Why are banks collapsing?

I think there are three main reasons why banks have been collapsing:

1. Gearing
Commercial companies should get at least half their funds from equity. Banks routinely operate with much, much less equity.

2. Matching
Borrowing periods should match the life of the assets they fund. Banks routinely borrow short-term to lend long-term.

3. Sensitive giants
Many large banks are too dependent on market and customer confidence for their health.

Solutions may include:
1. Increasing the minimum equity requirement
2. Monitoring average asset life to ensure it is commensurate with average borrowing period
3. Financial institutions may be forced into smaller saleable units

Item 1 is likely. Item 2 will probably be missed. Item 3 will probably not be taken up because there are too many vested interests in larger concerns. Even though small may be beautiful, large concerns are not in it to create beauty!

Sunday, September 14, 2008

Lehman Brothers in difficulties

Lehman Brothers, an investment bank based in New York, is in trouble.

Over the last 14 years, chief executive Dick Fuld (nickname The Gorilla), had transformed the bank into one of the most competitive on Wall Street.

Since 2004, Lehman Brothers has expanded rapidly into mortgage lending. Now it is stuck with around £40bn of commercial-property assets in a property slump, and significant exposure to debt trading in a credit crunch.

The share price has plummeted, from $60 in January, to $30 in June, and from $15 to $4 during September.

Last week Fuld announced a bold recovery plan, hoping the market would regain faith in the bank's prospects. But the share price seems to be continuing to fall.

Prospective buyers (e.g. Barclays) have said they would like government guarantees. But the U.S. government has a lot on its plate at the moment.

If no buyer comes forward, it remains to be seen how long Lehman Brothers can survive.

Friday, September 12, 2008

XL Leisure Group goes into administration

XL Leisure Group plc, the third-largest player in the UK holiday market, has run out of funds.

Today the group went into administration, which means it applied for court protection from its creditors to see what can be saved. In all, eleven companies are listed on the Group's announcement. Four individuals have been appointed by the court to run the companies' affairs.

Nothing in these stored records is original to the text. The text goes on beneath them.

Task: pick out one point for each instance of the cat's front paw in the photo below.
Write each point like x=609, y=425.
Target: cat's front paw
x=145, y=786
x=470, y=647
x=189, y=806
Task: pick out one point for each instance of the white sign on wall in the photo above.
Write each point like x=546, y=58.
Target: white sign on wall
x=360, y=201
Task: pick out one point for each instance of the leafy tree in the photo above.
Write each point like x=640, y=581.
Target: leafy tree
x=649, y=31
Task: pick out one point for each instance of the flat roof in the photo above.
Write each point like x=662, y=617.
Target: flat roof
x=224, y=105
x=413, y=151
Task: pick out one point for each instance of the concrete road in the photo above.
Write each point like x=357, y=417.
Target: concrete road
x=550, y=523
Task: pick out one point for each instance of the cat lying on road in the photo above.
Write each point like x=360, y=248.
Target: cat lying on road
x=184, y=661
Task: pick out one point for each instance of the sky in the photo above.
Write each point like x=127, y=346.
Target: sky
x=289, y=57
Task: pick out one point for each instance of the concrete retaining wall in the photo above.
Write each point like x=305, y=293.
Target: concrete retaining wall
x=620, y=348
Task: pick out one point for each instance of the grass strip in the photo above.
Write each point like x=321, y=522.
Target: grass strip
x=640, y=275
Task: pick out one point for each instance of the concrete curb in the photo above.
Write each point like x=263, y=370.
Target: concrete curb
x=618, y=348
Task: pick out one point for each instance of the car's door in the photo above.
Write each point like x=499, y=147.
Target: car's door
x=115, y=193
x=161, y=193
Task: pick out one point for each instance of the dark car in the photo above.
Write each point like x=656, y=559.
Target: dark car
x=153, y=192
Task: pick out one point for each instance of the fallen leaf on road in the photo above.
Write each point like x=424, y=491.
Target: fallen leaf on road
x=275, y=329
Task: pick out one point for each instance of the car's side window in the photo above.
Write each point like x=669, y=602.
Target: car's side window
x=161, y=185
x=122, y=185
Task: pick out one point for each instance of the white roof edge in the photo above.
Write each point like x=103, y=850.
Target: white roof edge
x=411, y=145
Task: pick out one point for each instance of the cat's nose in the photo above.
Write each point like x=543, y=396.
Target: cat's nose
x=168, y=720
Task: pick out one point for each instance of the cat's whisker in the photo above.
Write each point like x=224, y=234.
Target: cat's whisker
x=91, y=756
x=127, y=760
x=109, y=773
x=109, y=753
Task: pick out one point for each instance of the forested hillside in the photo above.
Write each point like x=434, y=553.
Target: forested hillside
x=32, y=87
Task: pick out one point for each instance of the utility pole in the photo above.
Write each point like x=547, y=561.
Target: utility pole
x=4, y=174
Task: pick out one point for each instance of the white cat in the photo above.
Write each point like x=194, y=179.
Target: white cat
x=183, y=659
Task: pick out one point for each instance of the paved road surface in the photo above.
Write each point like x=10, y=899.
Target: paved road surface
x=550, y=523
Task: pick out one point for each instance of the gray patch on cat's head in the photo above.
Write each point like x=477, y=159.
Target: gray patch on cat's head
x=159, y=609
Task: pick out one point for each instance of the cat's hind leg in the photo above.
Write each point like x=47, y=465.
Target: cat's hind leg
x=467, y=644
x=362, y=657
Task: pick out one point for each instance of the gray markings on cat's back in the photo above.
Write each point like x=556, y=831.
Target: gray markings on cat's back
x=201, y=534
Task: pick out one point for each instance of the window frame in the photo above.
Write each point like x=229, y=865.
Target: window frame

The first decision the administrators had to make was: should the group continue trading? Their decision was no. All aeroplanes have been grounded, and all flights cancelled. Once a business becomes unviable, total collapse is usually quite quick, because no-one wants to trade with it.

The group had grown quickly since a management buyout in 2006. Fast-growing companies need a lot of cash to grow, and so are particularly vulnerable in a downturn if their bankers decide to call it a day.